The day you broke down, and held my hand.
Swimming in chalk, dusting it off our clothes.
Feeling so low and desperate.
The soft surrender of hopelessness.
But we did not die, we did not fade into white.
A burst of control and all the things they’ll never know.
Our resurrection, in colour and flesh and bone.
Just a matter of time now until they paint our picture.
Hang it on the wall where the wolves devour other hearts.
Stronger, from here on out.

Lexicon and lightning storms

Play those words like cards, split from the stacked deck.
Forever in your favour.
I’m tripping, and sticking to the toffee words on your tongue.
You led me here, with poisoned breadcrumbs and the promise of perfection.
Your mouth looks so tempting, as clean as an oven.
I tried to be all for you, without crucifying who I was.
Your spear of our destiny digs in deeper, seeing what’s left inside.
Blood and broken dreams frozen in tears.
Spill me, fill me.
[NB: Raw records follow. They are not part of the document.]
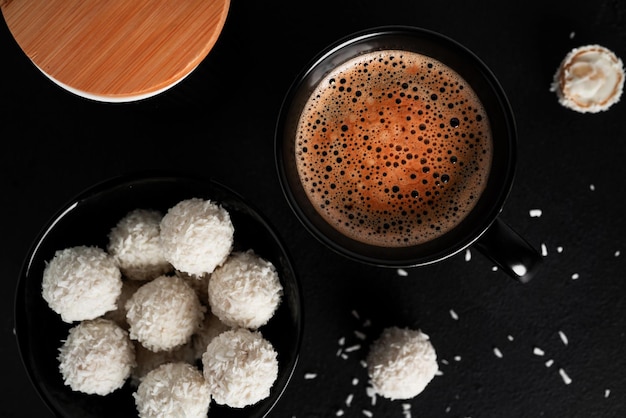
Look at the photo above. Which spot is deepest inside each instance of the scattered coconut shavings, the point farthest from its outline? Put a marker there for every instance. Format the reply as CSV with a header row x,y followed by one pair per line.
x,y
371,393
360,335
352,348
454,315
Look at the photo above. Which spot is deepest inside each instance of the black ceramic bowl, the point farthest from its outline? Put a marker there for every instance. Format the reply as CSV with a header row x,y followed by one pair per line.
x,y
87,220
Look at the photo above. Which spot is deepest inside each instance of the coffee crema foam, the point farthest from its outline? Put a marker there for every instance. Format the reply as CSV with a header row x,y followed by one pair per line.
x,y
393,148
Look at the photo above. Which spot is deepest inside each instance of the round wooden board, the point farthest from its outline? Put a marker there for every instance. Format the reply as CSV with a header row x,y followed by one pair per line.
x,y
116,50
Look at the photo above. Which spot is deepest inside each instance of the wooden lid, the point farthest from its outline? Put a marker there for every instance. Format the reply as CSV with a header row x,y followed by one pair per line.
x,y
115,50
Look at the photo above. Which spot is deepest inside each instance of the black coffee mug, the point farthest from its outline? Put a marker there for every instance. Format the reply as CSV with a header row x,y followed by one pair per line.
x,y
481,227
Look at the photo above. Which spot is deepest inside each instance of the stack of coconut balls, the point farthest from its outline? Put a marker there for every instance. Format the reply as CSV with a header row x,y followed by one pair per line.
x,y
170,305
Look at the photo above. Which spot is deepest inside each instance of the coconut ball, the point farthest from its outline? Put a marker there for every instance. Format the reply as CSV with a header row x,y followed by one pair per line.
x,y
196,236
590,79
173,390
245,291
401,363
81,283
135,244
164,313
97,357
240,367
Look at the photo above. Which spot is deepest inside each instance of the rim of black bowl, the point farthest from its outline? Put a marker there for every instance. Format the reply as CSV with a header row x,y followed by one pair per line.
x,y
239,209
473,226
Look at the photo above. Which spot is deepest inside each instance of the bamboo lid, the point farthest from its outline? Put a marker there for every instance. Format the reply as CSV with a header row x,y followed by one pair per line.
x,y
115,50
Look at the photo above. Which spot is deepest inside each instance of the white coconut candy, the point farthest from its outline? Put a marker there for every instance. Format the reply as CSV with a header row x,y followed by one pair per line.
x,y
240,367
245,291
173,390
81,283
401,363
590,79
164,313
97,357
136,246
196,236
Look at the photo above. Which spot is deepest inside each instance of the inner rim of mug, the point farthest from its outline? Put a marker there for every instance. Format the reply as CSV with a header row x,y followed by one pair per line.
x,y
484,84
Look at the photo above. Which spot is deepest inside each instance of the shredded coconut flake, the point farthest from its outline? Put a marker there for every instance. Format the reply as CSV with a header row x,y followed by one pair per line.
x,y
454,315
565,377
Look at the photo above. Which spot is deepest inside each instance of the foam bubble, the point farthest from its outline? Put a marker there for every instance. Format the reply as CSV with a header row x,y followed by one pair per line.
x,y
393,148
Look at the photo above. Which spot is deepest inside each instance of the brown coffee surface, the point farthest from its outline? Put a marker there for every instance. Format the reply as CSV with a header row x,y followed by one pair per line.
x,y
393,148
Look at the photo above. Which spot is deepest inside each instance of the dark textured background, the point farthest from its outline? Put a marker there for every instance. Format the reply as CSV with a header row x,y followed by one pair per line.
x,y
220,122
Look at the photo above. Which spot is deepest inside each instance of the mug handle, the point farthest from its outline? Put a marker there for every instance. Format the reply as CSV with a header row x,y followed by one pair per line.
x,y
512,253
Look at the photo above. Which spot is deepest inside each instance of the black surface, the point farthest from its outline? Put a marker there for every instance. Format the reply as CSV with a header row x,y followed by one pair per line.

No longer thrilling me with thoughts of tomorrow.
The dark clouds roll in and I see your quickening quarrel gather speed.
I put up my umbrella towards the oncoming deluge, fixing the weather vane to my heart.
Swirling in the confusion, the hurricane of you anger.
I let go and drown in the onslaught of your hypocrisy.
Battered against your will, struck by your electric storm.
Drifting in the debris of you and me.